Guarda vengo da un anno in cui ho girato dalla Silicon Valley a Londra per discutere con dei venture. La risposta è sempre stata: bello ma siete troppo piccoli. E non parlo di piccoli personaggi, ma di profili che leggi sul Financial Times. Questo atteggiamento non c’è stato da parte di Zucchetti. Alla fine noi più che soldi avevamo bisogno di smart money. Investimenti sì, ma che potessero aiutarci anche nella produzione del nostro prodotto. E Zucchetti si è dimostrato molto meglio di tanti Vc.
SmartMoney invece che round di investimento. E’ quello che serve a chi fa hardware?
Rispetto alla startup classica, hardware is hard. Non c’è un giorno che non torno a casa e non penso: cavolo sarebbe stato molto più facile con il software! E’ questo genere di investimenti che servono. La nostra stampante ha circa 600 pezzi fatti da 70 fornitori nel mondo. Dal punto di vista gestione logistica è difficile. Zucchetti ci aiuterà in questo. Noi siamo permeabili ad una contaminazione corporate. Vogliamo strutturarci. Zucchetti fa 500 milioni di fatturato e qualcosa ci insegnerà.
Voi quanto fatturate?
L’ultimo bilancio relativo al 2014 è di 1 milione circa.
La vostra campagna di crowdfunding è stata piuttosto chiacchierata. Molti nell’ambiente makers dicevano che siete stati troppo ambiziosi e che Fabtotum rischiava di diventare un clamoroso buco nell’acqua.
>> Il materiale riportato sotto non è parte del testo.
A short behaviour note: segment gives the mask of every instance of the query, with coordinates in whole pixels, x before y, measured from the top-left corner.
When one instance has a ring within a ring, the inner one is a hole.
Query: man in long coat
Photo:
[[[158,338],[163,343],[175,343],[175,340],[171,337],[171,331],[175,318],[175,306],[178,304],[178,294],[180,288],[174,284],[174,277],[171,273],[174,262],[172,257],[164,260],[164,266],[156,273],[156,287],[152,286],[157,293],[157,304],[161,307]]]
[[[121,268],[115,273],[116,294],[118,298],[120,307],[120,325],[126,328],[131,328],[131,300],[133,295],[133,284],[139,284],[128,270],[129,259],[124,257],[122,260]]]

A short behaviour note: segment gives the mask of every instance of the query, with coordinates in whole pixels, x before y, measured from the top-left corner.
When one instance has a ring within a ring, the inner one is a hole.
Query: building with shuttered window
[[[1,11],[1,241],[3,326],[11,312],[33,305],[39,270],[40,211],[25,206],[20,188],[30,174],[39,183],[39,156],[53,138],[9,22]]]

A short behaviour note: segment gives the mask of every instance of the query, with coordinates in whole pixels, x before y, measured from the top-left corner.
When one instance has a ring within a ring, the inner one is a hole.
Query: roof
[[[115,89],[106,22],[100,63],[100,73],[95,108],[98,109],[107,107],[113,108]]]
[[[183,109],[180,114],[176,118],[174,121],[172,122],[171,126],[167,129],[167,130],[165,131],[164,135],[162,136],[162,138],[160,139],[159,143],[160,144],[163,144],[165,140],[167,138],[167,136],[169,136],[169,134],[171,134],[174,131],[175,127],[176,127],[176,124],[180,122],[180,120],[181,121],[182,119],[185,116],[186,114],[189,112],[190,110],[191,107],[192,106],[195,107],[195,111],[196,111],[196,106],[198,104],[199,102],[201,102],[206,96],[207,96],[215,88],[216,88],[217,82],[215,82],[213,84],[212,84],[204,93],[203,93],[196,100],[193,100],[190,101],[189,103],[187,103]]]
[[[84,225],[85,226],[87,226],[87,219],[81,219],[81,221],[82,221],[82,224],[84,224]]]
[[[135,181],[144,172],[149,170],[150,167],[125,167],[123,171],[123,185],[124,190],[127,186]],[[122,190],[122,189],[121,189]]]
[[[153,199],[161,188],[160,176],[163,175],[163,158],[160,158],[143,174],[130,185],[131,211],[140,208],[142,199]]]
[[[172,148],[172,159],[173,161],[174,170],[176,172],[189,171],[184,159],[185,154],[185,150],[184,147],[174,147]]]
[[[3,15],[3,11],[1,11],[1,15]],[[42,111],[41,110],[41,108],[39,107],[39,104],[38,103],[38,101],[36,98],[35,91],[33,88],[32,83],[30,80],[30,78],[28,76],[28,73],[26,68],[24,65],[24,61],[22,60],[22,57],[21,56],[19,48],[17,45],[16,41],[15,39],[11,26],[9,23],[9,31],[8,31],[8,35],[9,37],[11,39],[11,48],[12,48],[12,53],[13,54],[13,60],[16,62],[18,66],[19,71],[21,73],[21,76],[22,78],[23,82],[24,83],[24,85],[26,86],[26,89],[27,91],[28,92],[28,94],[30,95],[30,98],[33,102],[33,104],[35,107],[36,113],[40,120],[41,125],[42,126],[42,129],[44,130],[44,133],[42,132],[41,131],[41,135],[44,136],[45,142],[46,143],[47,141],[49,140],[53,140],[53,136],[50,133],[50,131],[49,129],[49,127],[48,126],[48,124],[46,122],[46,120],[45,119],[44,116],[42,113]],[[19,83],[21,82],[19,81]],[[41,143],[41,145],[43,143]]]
Guarda, il crowdfunding per noi è stato un bellissimo male necessario. Bellissimo perché è stato entusiasmante vedere gli ordini crescere a quella velocità. Un grande stress dal punto di vista societario, perché è qualcosa davvero di disumano. Ma necessario perché altrimenti non avremmo mai potuto produrre quel prodotto con quelle qualità e con quella risonanza anche mediatica. Il passo è stato piuttoststo lungo, ma ce l’abbiamo fatta. Ora con l’exit a Zucchetti si chiude un primo capitolo e se ne apre uno nuovo. Il nostro futuro è assicurato.